Things that Appear Broken But Upon Closer Inspection Are Beautiful 

A slight glint of the equator peeks through the rust on the dilapidated gurney.

Soft eyelashes continuing to flicker, still embedded in eyelids stretched, pulled taught around the mass, as if a tennis ball was forced underneath the skin where his small, brown eye should have been.

The woman, at first labeled an escapee from the psychiatric ward, screaming, beating her fists onto the grass and digging into the mud with her sobbing face, yelling at a pitch louder and higher than the sun,“mtoto yangu, mtoto yangu, hapana, hapana, mtoto yangu”; my child, my child, no, no, my child.

A rickety, white Land Rover converted into an ambulance, twenty one people smashed onto its two side-facing benches, bracing bodies upright with hands clinging to the open window frames as the wheels bounce and cascade over the harsh, rainy season, mud road with the child jostling listlessly on your lap and next to you, the woman whimpering in pain.

The baby, found in a supermarket rubbish bin, covered in scabies and bite marks where the rats started to munch, scars on his neck that could be the scabies or could be the rats or could be strangulation.

A young girl, shaking on the ripped plastic of the hospital mattress that is covered aimlessly with an already-bloodied sheet, thrashing, pleading as the doctor peels away bandage after bandage, layers of charred skin coming with it, until she is there, naked without clothes, naked without flesh, red and raw and burning, burned; she clings to my gloved hands as I stand behind her, whispering “shh, wote iko sawa, wote iko sawa”.

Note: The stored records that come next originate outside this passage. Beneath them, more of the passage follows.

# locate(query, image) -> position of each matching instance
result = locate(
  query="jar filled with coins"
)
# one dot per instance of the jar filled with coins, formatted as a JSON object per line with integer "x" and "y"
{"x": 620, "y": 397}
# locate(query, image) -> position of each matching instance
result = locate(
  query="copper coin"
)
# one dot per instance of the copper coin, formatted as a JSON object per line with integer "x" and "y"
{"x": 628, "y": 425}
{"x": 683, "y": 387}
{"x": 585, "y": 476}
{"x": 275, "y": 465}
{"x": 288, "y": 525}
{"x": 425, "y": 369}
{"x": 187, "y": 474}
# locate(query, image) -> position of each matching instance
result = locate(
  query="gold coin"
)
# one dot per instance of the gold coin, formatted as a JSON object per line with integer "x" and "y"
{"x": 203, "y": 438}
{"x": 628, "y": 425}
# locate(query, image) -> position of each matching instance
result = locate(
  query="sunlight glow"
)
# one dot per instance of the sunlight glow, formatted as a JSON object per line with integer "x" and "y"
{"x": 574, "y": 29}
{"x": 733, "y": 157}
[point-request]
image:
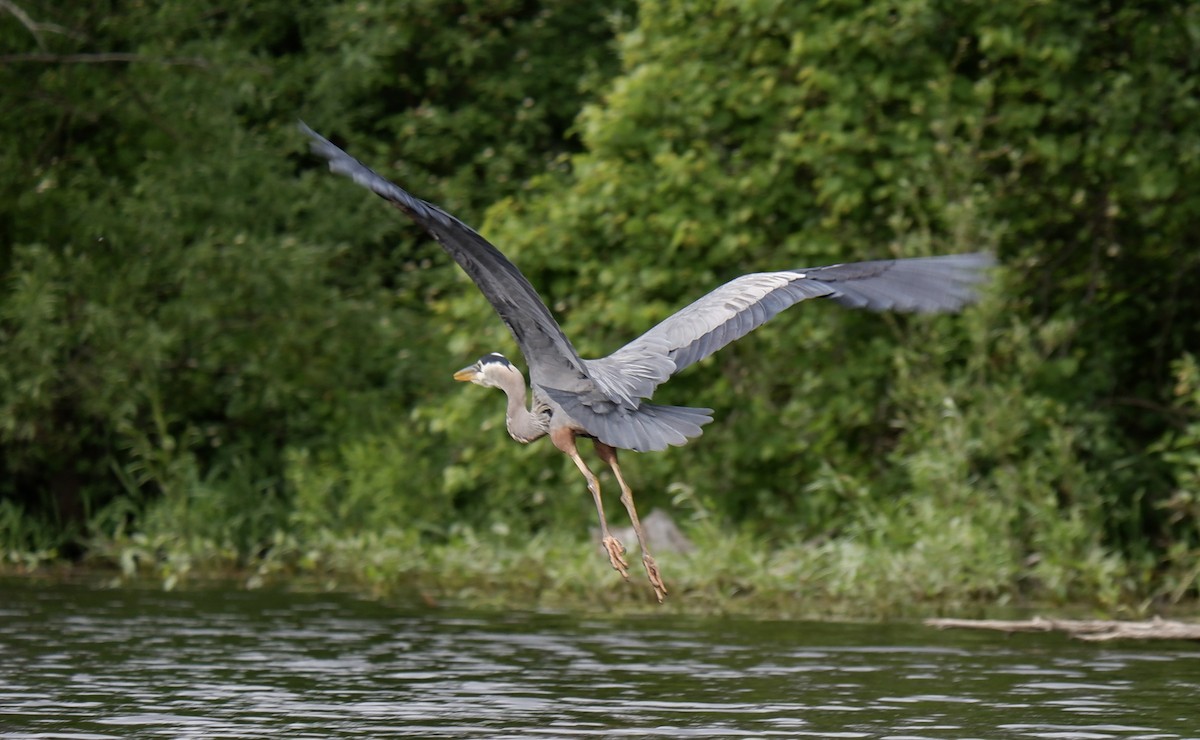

The plastic IV bag, pierced through the top by the old, wire clothes hangar, hanging from the warn strip of twine tied around a crumbling cement rafter, it twists, rippling slowly, this way and that.

The little boy with abandonment in his eyes that sink for miles, who looks at you wondering, knowing, as you place him in his cage-like hospital bed that evening, saying only “ninapenda wewe, ninapenda wewe sana,” instead of the routine, “nitarudi kesho, utarudi kesho, tutaonana kesho”; I will return tomorrow, you will return tomorrow, we will see each other tomorrow.

A hospital ward full of children, two or three to a bed, cracking floors and ceilings, dirt on the walls and the perennial scent of screaming, followed by silence.